Caesar (or Emperor) Augustus was the powerful pagan oppressor who claimed to be divine, who demanded worship from his subjects, and who had recently proclaimed a Gospel of Peace to the whole Roman world. Christians, like Paul, took up the emperor’s Greek word Euangelion and made it their own in a counter-Evangel-Godspel-Gospel, the Gospel of Christ in opposition to the Gospel of Caesar. This was the same emperor who was taxing small land owners into debt, then taking over their land and giving it to his generals. The very word register would have been offensive to anyone living under the yoke of Rome, Jews and Gentiles alike, and would have stirred up anger and bitterness at this census-taking for taxation.
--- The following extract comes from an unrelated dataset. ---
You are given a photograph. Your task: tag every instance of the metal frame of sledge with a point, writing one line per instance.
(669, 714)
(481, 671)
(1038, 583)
Even in our own times, tax is still considered a vile word in the minds of many.
And as for peace, even one of Rome’s great Latin historians had said, “They make a devastation and they call it peace.” Luke, of course, is careful not to say anything that might be considered seditious. But just the mention of Rome and registration in the same sentence was enough to call up a whole set of memories in those first Christians, which are nothing like the happy, tranquil memories which this gospel passage summons up for most of us today.
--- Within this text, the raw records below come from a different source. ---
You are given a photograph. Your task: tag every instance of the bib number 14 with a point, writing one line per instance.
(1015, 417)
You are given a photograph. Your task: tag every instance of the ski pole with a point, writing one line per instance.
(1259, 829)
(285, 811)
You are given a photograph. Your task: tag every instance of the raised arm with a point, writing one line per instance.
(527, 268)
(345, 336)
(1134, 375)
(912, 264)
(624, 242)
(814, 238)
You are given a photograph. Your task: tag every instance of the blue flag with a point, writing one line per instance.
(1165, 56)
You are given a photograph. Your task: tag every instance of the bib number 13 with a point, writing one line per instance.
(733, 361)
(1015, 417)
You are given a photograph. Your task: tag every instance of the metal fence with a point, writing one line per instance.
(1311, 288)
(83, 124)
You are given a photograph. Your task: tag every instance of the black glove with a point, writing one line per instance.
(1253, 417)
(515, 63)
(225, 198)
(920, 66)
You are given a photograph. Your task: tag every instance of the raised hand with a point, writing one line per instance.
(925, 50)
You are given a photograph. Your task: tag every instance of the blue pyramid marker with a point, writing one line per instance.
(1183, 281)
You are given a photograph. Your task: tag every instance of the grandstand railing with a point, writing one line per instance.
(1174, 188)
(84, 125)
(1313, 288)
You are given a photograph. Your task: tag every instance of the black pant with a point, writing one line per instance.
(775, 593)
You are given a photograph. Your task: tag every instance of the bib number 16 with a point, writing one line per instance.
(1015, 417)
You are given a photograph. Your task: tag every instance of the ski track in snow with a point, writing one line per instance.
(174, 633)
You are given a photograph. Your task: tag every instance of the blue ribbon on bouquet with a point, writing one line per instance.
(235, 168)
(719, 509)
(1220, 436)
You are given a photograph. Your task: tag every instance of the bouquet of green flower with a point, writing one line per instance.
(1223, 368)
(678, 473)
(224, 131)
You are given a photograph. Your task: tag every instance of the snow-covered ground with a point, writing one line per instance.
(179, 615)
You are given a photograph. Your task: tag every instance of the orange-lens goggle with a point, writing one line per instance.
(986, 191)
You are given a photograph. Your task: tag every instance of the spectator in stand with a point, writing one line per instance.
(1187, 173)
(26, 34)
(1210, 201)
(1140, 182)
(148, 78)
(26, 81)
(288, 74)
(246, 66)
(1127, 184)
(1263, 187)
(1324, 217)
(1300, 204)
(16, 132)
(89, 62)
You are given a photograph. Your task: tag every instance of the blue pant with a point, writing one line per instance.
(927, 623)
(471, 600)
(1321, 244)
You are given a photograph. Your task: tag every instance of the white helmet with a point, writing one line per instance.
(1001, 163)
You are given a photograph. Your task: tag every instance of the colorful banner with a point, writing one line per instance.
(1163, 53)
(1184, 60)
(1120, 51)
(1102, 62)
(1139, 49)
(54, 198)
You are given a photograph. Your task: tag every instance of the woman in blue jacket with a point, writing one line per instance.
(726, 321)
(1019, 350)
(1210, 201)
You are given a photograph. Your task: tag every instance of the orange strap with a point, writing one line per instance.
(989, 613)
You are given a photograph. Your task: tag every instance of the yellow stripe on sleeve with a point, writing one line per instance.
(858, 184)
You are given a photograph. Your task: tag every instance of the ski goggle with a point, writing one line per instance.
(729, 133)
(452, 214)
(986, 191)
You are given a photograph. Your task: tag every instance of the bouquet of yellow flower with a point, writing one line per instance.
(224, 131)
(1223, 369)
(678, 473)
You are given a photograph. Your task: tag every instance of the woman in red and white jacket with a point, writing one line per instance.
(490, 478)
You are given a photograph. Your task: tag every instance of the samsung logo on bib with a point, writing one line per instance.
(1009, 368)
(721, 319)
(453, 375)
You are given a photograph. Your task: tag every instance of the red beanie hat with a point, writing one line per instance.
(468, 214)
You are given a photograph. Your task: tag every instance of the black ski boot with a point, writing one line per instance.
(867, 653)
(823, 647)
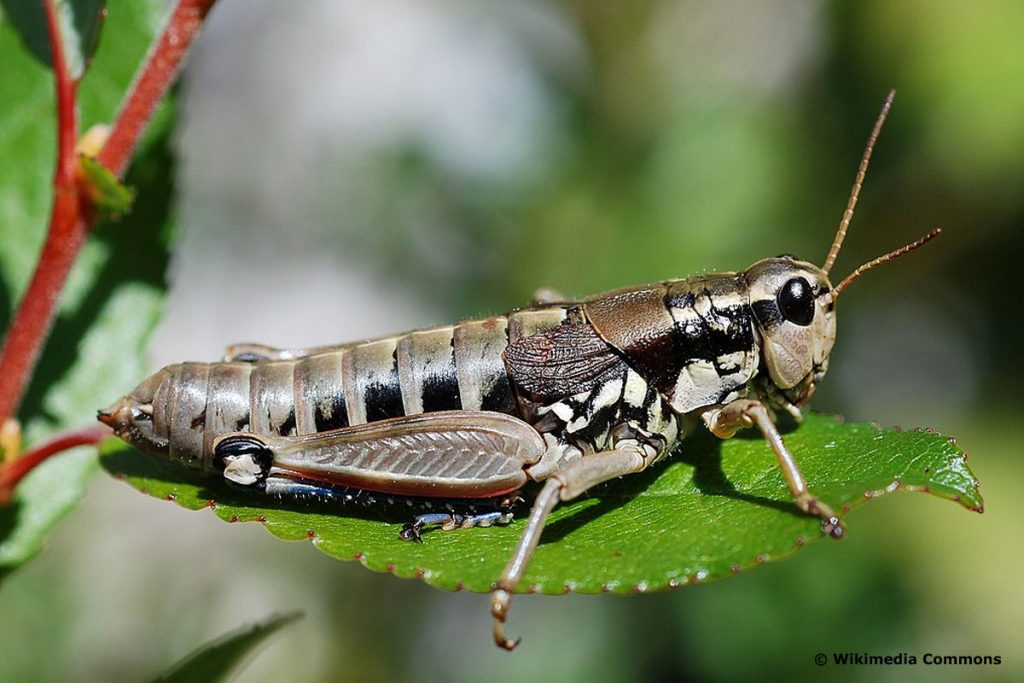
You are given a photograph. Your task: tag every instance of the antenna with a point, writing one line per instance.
(857, 182)
(906, 249)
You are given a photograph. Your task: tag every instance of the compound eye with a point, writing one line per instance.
(796, 301)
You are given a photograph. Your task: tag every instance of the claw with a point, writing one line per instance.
(833, 526)
(500, 610)
(411, 531)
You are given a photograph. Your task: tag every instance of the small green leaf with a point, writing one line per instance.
(215, 660)
(713, 509)
(81, 22)
(110, 198)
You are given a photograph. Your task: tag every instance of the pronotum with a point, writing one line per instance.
(457, 419)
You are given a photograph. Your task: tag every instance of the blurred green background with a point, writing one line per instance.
(348, 169)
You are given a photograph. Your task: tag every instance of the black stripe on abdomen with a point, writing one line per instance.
(383, 398)
(370, 379)
(440, 391)
(427, 371)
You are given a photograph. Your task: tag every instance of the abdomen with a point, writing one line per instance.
(450, 368)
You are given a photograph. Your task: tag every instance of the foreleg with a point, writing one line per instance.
(568, 482)
(724, 422)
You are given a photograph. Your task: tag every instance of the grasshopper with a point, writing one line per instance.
(458, 419)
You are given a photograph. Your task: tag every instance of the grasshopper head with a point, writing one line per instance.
(793, 307)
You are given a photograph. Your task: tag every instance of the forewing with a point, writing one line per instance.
(452, 454)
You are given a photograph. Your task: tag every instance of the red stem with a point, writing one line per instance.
(71, 219)
(34, 317)
(152, 82)
(15, 470)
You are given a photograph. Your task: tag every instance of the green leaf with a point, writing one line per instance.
(110, 198)
(80, 26)
(115, 294)
(715, 508)
(215, 660)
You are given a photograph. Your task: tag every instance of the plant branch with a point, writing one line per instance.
(152, 82)
(35, 315)
(72, 216)
(14, 471)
“And she gave birth to her firstborn son…and laid him in a manger, because there was no place for them in the inn” (Luke 2:7). How many times has this passage been re-enacted with Mary and Joseph knocking on doors only to be turned away by some gruff inn-keeper! In his wonderful book, Jesus Through Middle Eastern Eyes, Kenneth Bailey points out that Mary and Joseph would have had relatives in Bethlehem and would have stayed with them, not in an inn. Most houses would have had a small guest room as well as an adjoining area where the goats were kept. The word incorrectly translated as “inn” referred to this guest room. It was already occupied, and so Mary and Joseph were offered the area that opened off the main living quarters. It was there, Bailey says, that the newborn Jesus would have been lain in a manger. The traditional ox and ass were borrowed (from Isaiah 1:3) by painters who inserted them in the scene, a pictorial allusion to the words, “The ox knows its owner, and the donkey its master’s crib; but Israel does not know, my people do not understand.”
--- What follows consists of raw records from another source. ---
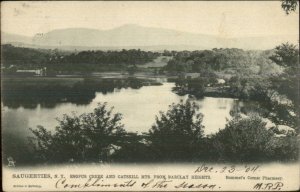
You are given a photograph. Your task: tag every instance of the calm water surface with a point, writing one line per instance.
(138, 106)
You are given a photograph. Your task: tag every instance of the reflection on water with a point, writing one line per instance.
(26, 108)
(139, 107)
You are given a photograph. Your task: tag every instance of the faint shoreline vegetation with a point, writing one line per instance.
(176, 136)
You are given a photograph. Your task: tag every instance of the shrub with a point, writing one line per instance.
(177, 133)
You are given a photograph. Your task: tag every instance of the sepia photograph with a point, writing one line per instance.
(150, 95)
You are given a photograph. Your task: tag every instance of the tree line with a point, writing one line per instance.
(55, 60)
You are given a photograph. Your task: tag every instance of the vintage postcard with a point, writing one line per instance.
(150, 95)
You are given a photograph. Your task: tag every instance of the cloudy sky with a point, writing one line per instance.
(225, 19)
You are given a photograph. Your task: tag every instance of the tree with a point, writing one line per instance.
(177, 133)
(287, 83)
(80, 138)
(242, 140)
(286, 55)
(289, 6)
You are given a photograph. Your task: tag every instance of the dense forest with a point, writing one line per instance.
(226, 60)
(84, 61)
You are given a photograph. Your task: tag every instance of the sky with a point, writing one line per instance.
(224, 19)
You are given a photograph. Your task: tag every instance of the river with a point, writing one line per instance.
(139, 106)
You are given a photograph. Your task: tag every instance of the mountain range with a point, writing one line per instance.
(135, 36)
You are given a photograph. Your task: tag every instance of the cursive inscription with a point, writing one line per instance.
(63, 183)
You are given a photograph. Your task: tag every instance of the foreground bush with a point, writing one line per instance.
(243, 140)
(177, 134)
(248, 140)
(87, 137)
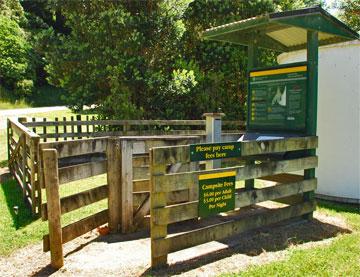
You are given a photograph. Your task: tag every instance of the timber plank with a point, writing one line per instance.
(189, 210)
(78, 200)
(125, 122)
(79, 228)
(141, 185)
(173, 243)
(180, 181)
(77, 147)
(81, 171)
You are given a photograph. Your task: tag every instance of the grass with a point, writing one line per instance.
(19, 231)
(340, 258)
(45, 96)
(6, 105)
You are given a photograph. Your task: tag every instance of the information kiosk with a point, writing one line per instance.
(282, 100)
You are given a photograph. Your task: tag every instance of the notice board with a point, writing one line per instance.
(277, 98)
(216, 193)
Jesus, the tiny newborn Prince of Peace, asleep on the hay, will one day on the cross absorb all Rome’s cruel and merciless power and render it impotent by forgiving it. All this is only implicit in the Christmas story. For this, we need to turn to Matthew’s account of Jesus’ birth, with of the escape of the Holy Family to Egypt and the massacre of the innocents (2:13-23), which will be read immediately after Christmas on the feast of the Holy Family. There we get a sense of what is yet to come.
All this makes not just great literature but powerful Liturgy. Great literature helps us relive the past, but liturgy makes the past present, here and now, in Mystery / Sacrament / Body of Christ. To which we can only say, Amen! Amen! Merry Christ-Mass!